The importance of observability

Over the past eight years, Lightbend has seen first-hand the importance of observability when developing and managing reactive and streaming applications. Distributed systems, by nature, are unpredictable. Despite our best efforts, failures and performance bottlenecks in such systems are inevitable—​and can be difficult to isolate. In this complex environment, having deep visibility into the behavior of your applications is critical for software development teams.

The Costs of Deferred Observability

Without deep observability, it is natural to make assumptions about production system behavior, including what we think may be potential performance bottlenecks or failure scenarios. When failures do occur, we are often in the dark as to both the cause and the impact of potential fixes. This leads to wasted time and effort, jumping from one theory to another and one change to another change without fully understanding the impact on the system. If customers are impacted, the cost of this guess work to the business can escalate quickly. Historically, this has been the point at which Lightbend often receives an urgent call for help.

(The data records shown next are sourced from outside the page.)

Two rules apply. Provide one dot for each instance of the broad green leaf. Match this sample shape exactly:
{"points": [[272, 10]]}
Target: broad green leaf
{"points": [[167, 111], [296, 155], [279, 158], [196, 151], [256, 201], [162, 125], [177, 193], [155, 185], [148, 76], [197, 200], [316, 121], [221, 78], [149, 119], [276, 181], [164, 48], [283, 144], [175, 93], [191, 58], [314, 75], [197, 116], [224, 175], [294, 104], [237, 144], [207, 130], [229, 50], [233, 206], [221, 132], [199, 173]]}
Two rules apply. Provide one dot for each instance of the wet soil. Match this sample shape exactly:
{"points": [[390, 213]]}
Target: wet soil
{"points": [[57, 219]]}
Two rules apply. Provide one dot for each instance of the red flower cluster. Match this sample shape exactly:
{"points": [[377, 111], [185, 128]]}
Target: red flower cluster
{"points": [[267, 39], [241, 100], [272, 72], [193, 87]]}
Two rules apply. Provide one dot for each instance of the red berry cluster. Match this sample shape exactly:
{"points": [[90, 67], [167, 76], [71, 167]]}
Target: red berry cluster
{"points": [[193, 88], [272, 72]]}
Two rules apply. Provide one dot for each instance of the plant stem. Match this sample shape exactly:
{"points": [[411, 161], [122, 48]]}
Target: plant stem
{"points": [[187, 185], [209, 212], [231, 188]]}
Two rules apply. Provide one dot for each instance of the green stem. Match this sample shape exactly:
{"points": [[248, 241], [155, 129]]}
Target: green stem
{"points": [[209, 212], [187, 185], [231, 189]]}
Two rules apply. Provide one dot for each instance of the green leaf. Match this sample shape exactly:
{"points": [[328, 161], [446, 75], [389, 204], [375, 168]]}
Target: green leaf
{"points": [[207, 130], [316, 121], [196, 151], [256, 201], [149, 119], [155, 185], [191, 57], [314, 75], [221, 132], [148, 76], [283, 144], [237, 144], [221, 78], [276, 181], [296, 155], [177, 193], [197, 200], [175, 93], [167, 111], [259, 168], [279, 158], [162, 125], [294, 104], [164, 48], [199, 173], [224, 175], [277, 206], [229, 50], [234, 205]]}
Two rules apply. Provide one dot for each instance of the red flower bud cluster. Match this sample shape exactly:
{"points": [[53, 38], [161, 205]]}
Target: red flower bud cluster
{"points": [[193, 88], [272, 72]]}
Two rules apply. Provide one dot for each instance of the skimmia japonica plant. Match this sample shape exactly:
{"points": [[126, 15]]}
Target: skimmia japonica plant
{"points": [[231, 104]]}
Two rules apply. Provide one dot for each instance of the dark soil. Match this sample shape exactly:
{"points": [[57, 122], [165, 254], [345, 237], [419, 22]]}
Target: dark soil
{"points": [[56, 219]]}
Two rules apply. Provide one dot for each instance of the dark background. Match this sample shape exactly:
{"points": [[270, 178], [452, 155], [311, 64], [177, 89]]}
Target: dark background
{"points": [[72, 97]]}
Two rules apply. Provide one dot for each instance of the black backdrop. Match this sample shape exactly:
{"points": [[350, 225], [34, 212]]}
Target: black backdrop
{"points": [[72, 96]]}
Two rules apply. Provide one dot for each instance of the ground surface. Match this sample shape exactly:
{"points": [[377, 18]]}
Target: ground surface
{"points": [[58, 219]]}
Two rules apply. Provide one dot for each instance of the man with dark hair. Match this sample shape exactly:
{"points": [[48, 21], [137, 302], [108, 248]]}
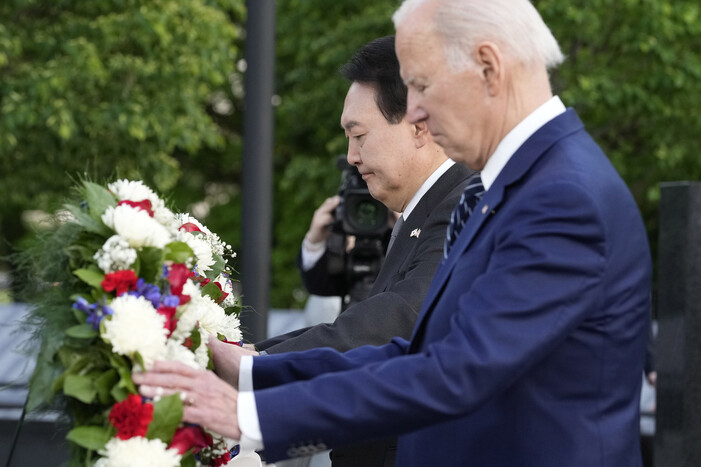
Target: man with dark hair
{"points": [[408, 173], [529, 347]]}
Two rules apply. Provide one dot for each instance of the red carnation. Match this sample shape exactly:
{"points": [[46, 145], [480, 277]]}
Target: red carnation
{"points": [[171, 320], [144, 205], [131, 417], [190, 437], [223, 296], [121, 281]]}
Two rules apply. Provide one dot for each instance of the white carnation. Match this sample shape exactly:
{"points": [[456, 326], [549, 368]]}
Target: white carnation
{"points": [[136, 226], [134, 190], [136, 326], [215, 243], [115, 255], [177, 352], [211, 317], [202, 250], [138, 452]]}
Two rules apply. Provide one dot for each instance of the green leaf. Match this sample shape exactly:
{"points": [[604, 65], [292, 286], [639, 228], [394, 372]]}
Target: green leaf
{"points": [[217, 267], [196, 339], [167, 414], [104, 384], [92, 277], [151, 263], [81, 387], [84, 219], [82, 331], [178, 252], [98, 198], [90, 437]]}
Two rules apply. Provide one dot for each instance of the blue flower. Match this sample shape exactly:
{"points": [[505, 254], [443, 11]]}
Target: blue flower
{"points": [[95, 312]]}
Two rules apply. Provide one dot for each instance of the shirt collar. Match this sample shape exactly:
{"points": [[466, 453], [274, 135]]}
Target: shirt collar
{"points": [[443, 168], [516, 137]]}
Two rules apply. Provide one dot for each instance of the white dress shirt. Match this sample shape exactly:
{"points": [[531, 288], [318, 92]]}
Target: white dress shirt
{"points": [[251, 437]]}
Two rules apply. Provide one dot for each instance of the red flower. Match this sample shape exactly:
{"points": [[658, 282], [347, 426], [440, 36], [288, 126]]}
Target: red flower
{"points": [[190, 437], [131, 417], [190, 227], [144, 205], [179, 274], [121, 281], [171, 320]]}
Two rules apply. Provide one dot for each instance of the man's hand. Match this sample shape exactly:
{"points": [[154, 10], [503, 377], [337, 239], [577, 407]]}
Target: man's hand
{"points": [[319, 229], [207, 400], [227, 359]]}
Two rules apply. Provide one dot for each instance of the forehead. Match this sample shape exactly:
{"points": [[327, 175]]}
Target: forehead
{"points": [[418, 48], [360, 106]]}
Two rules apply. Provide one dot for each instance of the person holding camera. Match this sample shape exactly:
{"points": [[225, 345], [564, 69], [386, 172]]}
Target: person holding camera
{"points": [[409, 173]]}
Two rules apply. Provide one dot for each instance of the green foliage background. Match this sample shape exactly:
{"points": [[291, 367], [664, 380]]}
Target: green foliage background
{"points": [[121, 86]]}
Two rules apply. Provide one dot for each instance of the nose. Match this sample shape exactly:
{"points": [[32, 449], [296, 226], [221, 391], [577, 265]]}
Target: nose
{"points": [[414, 111], [353, 156]]}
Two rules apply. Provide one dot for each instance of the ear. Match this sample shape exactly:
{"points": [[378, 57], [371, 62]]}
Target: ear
{"points": [[490, 62], [421, 135]]}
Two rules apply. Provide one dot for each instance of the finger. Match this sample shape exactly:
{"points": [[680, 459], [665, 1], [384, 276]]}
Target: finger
{"points": [[155, 392], [166, 380]]}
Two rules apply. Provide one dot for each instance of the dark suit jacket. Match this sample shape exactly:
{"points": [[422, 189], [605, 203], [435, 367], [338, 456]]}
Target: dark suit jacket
{"points": [[530, 344], [396, 296], [394, 301]]}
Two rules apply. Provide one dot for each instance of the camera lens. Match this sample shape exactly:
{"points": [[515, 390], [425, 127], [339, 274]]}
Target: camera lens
{"points": [[365, 214]]}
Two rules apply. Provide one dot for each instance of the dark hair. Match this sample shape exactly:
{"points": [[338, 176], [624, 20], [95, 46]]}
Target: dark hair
{"points": [[376, 65]]}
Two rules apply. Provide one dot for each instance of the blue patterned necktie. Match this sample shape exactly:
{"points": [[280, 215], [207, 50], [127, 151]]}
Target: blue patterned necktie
{"points": [[469, 199]]}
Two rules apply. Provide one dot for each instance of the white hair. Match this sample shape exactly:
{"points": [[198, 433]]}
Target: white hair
{"points": [[514, 25]]}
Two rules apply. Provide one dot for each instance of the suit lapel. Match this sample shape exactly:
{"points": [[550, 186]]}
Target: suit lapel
{"points": [[517, 167]]}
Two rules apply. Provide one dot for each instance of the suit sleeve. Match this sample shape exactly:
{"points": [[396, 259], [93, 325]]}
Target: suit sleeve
{"points": [[543, 277], [393, 312]]}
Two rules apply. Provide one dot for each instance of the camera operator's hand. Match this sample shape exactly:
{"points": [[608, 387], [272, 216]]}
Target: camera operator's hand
{"points": [[319, 230]]}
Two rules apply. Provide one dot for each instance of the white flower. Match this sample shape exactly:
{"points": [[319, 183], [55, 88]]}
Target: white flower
{"points": [[227, 287], [201, 248], [136, 226], [135, 190], [177, 352], [216, 244], [136, 326], [211, 317], [115, 255], [138, 452]]}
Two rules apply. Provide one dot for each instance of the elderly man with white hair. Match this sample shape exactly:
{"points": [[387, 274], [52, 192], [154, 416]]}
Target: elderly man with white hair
{"points": [[530, 344]]}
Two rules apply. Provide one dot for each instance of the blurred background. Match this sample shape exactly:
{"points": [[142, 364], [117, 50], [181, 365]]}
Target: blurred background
{"points": [[154, 90]]}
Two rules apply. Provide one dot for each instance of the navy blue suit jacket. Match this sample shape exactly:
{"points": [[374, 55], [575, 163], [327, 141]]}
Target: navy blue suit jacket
{"points": [[530, 344]]}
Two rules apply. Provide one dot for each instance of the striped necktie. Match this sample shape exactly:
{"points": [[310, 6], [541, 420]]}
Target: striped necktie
{"points": [[469, 199]]}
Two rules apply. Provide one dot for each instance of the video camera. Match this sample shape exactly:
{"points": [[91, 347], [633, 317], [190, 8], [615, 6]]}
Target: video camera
{"points": [[362, 216]]}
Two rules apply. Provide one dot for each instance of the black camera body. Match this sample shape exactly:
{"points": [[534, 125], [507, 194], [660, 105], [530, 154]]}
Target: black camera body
{"points": [[359, 215]]}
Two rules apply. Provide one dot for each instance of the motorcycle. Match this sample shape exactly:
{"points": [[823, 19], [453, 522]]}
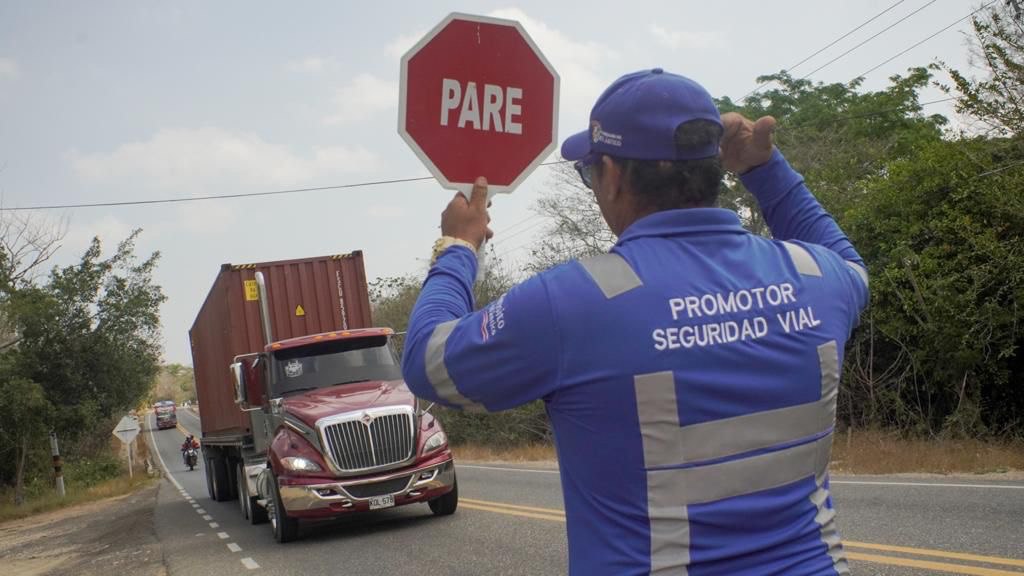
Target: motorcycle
{"points": [[192, 457]]}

In production, while Kubernetes can help to recover from some failures, there are many scenarios that can cause a system to run sub-optimally or to fail continuously. Even when service availability is maintained, performance bottlenecks can result in premature auto-scaling, resulting in the excessive use of costly cloud computing resources. Indeed, there are cases where the first sign of failure in a non-observable system is the cloud computing bill.

Day 1 Observability

Observability is about bringing visibility into a system - turning the lights on, to see and understand the state of each component of the system, with context to aid with debugging and performance tuning. While traditional monitoring systems may have been the realm of operations engineers, today’s cloud-native applications must be developed with observability at the core of their design. Today, observability is a day 1 developer concern.

Building observable systems requires understanding the many ways in which they can fail. While it’s tempting to “just measure everything”, this creates an excess of information that results in no further insights into the system’s behavior and costly infrastructure expenditures. Knowing what to measure and how to measure it is critical.

Repeated iterations of testing and observing are critical to understanding the many ways in which failures can occur. Over the past eight years, Lightbend, working closely with our customers and partners, has been developing and managing reactive and streaming applications. This knowledge and experience directly contributed to the design Lightbend Platform’s observability features, which allow you to take advantage of Lightbend’s established knowledge base.

Observability and Lightbend Platform

While logs, metrics and traces are critical, these on their own are not enough for visibility to a system. Observability requires combining this data with rich context to create an understanding that is ideal for debugging and performance tuning. On day 1 with Lightbend Platform, developers are able to see the impact of their changes on system performance using Lightbend Telemetry and the Developer Sandbox or Lightbend Console:

  • Lightbend Telemetry provides deep visibility into Lightbend Platform in the form of events, metrics and distributed tracing for components such as: Play, Akka Http, Lagom, Akka Actors, Akka Streams, Akka Cluster and Akka Persistence. This helps to answer questions such as: “What is the message mailbox time for an actor?”, “What is the distribution of sharded entities in my Akka Cluster?”, “What part of my Akka Stream has the worst latency?” and much, much more. A custom API is included for instrumenting domain-specific KPIs, such as number of orders processed.

  • The Developer Sandbox provides a Docker Compose based observability tool-kit for developers to gain insights into their applications in real-time as they develop them.

  • Lightbend Console, which is ready to run on Kubernetes, provides a combination of deep insights and rich context to enable you to more quickly debug and tune applications with dashboards that are focused on Lightbend Platform features, such as Lightbend Pipelines.

Lightbend Platform’s observability features do not stand on their own. They work together with your in-house monitoring setup to provide deep visibility into the behavior of your Lightbend Platform applications. A wide range of integrations are offered, such that Lightbend Platform can be monitored with your tooling of choice. These integrations include: Prometheus, Elasticsearch, Grafana, DataDog, New Relic, Kibana, SLF4J, StatsD, JMX as well as OpenTracing integrations for Zipkin and Jaegar.